Она выскользнула обратно в гостиную, и как только за ней закрылась дверь, Элис подперла ее спиной, смяв висящие на крючках полотенца.
– Я хочу сделать кое-что безумное. Может быть, зря, но я все равно это сделаю. – Выпалив эти слова, Элис крепко зажмурилась, словно это должно было убедить Сэм не вмешиваться в ее план.
– Это что же? – спросила Сэм, скрестив на груди руки.
– Господи, да из тебя уже сейчас вышла бы лучшая сорокалетняя, чем из меня. Помнишь ту часть в «Пегги Сью вышла замуж», когда Пэгги поехала на мотоцикле с тем поэтом, они занялись сексом на пледе для пикника, а он потом посвятил ей свою книгу? Это был единственный момент во всем фильме, который подтверждает, что все это ей не приснилось. – Элис говорила сбивчиво, но она знала, что Сэм понимает, что она имеет в виду.
– Ага, – ответила Сэм.
– Я займусь сексом с Томми, если он захочет, конечно, и мне кажется, это изменит мою жизнь. Ну, в смысле не сам секс, он сто процентов будет никакой, но мне кажется, что, если я прислушаюсь к своим чувствам и дам им волю, вместо того чтобы постоянно бояться, это изменит мою жизнь, – протараторила Элис и приоткрыла один глаз.

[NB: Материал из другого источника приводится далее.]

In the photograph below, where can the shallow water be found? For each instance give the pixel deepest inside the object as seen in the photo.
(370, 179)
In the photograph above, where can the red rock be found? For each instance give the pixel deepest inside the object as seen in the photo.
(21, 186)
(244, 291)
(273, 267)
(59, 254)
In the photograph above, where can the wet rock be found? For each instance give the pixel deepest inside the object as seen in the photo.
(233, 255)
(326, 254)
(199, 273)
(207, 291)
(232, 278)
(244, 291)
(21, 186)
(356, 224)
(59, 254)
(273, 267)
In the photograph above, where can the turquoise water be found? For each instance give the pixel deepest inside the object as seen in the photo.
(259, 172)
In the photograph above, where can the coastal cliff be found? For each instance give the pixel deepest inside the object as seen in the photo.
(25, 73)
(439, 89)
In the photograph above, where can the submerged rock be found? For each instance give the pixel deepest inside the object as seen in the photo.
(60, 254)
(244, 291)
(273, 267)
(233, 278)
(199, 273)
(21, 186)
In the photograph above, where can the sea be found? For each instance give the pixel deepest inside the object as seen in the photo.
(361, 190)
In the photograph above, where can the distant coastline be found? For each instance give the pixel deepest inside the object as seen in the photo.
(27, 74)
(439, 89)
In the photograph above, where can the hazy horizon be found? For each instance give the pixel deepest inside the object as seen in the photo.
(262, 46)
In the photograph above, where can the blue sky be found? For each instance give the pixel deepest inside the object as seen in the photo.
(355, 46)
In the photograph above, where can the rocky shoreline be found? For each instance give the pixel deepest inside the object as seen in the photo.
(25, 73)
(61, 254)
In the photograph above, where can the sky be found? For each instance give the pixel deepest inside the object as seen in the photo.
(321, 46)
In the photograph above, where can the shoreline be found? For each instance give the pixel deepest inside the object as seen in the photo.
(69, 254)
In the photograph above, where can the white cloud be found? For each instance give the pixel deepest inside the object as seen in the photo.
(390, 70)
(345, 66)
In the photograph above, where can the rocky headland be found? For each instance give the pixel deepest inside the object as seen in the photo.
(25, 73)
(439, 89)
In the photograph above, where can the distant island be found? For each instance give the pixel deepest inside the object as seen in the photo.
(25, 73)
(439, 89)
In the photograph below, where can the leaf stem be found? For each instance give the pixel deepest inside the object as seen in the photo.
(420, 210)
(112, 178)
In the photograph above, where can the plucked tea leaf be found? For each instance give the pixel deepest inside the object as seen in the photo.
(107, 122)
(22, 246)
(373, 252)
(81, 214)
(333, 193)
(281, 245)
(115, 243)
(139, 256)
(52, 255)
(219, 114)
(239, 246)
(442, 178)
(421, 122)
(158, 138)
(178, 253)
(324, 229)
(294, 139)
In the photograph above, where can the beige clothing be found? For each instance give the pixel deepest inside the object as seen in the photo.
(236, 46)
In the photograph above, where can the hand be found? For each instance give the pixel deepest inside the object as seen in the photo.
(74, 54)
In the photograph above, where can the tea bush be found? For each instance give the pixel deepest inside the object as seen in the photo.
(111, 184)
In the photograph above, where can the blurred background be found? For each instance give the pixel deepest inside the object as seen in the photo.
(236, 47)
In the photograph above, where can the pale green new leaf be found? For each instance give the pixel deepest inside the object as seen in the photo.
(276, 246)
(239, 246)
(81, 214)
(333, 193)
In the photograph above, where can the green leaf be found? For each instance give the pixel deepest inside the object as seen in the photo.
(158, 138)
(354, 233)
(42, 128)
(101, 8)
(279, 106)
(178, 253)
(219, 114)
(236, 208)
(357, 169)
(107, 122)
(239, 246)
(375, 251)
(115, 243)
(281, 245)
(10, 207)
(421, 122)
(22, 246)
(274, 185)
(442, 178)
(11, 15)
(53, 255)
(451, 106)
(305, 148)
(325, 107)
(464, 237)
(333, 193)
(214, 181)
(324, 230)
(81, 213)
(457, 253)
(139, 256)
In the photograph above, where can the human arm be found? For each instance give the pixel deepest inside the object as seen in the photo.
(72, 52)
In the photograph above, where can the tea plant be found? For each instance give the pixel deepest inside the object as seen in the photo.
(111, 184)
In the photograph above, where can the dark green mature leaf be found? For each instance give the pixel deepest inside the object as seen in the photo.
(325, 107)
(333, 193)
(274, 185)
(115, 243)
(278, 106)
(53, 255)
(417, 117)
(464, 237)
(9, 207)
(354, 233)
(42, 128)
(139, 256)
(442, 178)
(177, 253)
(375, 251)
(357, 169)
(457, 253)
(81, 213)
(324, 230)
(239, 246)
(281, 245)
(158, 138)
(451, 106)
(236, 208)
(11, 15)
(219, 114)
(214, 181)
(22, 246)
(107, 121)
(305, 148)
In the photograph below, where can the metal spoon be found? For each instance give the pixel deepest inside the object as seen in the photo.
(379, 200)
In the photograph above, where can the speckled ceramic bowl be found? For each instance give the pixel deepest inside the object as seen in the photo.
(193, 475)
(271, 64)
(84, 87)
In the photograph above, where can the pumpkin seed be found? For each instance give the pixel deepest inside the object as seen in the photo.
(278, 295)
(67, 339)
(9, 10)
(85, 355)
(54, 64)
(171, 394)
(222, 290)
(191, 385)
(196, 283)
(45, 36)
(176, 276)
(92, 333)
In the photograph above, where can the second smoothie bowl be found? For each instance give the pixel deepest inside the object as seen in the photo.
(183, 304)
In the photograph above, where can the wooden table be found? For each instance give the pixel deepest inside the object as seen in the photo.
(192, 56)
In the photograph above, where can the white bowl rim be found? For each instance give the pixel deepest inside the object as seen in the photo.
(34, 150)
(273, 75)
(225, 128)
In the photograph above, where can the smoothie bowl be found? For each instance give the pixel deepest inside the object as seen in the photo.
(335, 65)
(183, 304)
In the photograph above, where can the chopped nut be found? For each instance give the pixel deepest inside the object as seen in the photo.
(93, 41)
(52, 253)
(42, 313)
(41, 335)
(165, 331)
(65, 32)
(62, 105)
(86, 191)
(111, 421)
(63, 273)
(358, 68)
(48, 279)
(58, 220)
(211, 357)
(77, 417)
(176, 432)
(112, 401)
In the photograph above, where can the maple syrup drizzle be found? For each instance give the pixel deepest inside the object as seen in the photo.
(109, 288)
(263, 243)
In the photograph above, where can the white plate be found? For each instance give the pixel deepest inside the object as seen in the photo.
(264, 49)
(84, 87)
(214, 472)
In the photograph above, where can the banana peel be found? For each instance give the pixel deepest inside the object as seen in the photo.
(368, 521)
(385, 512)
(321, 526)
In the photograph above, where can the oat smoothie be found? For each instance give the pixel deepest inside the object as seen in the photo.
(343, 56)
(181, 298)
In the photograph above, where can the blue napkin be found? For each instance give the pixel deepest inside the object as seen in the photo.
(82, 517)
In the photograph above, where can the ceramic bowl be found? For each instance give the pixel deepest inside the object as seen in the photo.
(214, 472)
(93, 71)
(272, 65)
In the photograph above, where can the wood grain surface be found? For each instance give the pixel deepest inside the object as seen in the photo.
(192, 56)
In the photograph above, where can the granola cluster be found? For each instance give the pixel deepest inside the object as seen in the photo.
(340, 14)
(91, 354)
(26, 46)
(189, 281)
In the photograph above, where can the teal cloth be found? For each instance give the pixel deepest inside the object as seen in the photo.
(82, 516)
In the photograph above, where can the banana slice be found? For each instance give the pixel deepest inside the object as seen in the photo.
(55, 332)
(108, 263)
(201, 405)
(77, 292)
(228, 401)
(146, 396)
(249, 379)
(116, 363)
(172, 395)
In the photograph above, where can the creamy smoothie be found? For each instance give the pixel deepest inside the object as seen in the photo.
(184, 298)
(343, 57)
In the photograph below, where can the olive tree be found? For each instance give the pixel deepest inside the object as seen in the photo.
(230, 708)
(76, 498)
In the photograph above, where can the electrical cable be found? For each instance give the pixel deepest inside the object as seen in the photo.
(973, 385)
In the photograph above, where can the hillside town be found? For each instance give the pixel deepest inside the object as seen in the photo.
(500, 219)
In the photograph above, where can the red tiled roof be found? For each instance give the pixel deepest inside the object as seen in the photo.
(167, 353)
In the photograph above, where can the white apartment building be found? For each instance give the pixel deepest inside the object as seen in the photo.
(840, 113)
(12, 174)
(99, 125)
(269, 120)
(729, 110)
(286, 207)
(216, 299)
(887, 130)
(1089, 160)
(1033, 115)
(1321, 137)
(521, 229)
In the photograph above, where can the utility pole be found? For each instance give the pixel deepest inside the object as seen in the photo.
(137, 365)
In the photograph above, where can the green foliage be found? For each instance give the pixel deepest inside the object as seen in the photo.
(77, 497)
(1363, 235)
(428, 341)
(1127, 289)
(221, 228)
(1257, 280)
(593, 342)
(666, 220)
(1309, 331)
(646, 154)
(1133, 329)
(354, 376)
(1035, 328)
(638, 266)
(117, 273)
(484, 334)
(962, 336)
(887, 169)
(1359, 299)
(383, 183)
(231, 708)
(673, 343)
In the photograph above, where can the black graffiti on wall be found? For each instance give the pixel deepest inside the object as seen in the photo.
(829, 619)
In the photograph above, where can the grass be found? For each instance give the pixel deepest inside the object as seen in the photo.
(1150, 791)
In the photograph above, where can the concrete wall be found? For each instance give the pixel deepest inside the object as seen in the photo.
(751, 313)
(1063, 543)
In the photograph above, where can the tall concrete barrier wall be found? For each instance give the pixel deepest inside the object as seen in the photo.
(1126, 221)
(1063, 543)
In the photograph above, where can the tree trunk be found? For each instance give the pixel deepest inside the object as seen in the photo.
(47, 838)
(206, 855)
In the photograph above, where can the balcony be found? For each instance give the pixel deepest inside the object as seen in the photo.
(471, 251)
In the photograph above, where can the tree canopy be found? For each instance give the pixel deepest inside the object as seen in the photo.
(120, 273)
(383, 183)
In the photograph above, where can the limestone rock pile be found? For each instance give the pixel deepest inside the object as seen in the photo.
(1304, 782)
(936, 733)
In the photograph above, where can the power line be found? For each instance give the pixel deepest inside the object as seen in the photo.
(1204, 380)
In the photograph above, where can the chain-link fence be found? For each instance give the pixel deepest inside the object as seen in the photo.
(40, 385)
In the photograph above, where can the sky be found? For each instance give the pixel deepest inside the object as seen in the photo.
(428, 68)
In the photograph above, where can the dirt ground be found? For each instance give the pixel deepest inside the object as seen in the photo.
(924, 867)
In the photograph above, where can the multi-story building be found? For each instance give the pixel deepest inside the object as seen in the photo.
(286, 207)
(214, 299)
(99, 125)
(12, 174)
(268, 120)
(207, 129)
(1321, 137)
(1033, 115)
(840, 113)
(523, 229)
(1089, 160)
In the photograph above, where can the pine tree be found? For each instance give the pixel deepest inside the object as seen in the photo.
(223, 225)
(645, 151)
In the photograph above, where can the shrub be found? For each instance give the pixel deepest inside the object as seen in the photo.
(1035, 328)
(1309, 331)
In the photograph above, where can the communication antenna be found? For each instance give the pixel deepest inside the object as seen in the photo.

– Ну, я вот что скажу. Во‑первых, ему уже восемнадцать, так что это хоть и дико, но не преступление, – сказала Сэм. – Но во‑вторых, технически тебе шестнадцать. Я не знаю, какие законы распространяются на тех, кто застрял в собственном теле в более раннем отрезке жизни, но мне кажется, что все норм. Если ему норм. И тебе норм. И если вы будете предохраняться.
Элис уже сто лет не вспоминала о своих яичниках. Она уже давно поставила спираль, которая теперь правила ее телом медным кулаком, отмеряя ей коротенькие месячные в качестве напоминания о том, что ее тело все еще может произвести на свет ребенка, если он ей потребуется. А до этого она пятнадцать лет сидела на противозачаточных. Элис, конечно, хотелось изменить свою жизнь, но забеременеть в шестнадцать представлялось весьма сомнительным способом.
– Это ты в точку, – призадумавшись, сказала Элис. – Я знаю, где достать резинки.
В отличие от ее комнаты, где вечно царил свинарник, комната ее отца представляла собой воплощение спартанского аскетизма – Леонард всегда заправлял кровать, а единственным предметом, не убранным с глаз, была стопка книг на прикроватной тумбочке. И все, даже ни одного носка на полу не валялось. Давно, еще в седьмом классе, Элис нашла у него в тумбочке пачку презервативов. Она стащила один и положила себе в кошелек, потому что ей казалось, что так она будет выглядеть круче, но в итоге она так никому его и не показала, даже Сэм. Элис открыла ящик. Как и в ее собственном, там лежали пачка сигарет, спички, блокнот, ручка и немного мелочи, единственным отличием была заткнутая в дальний угол упаковка «Троянцев».
– Какая гадость, – протянула Сэм, наблюдая из коридора, как Элис сунула резинку в карман. – Просто фу.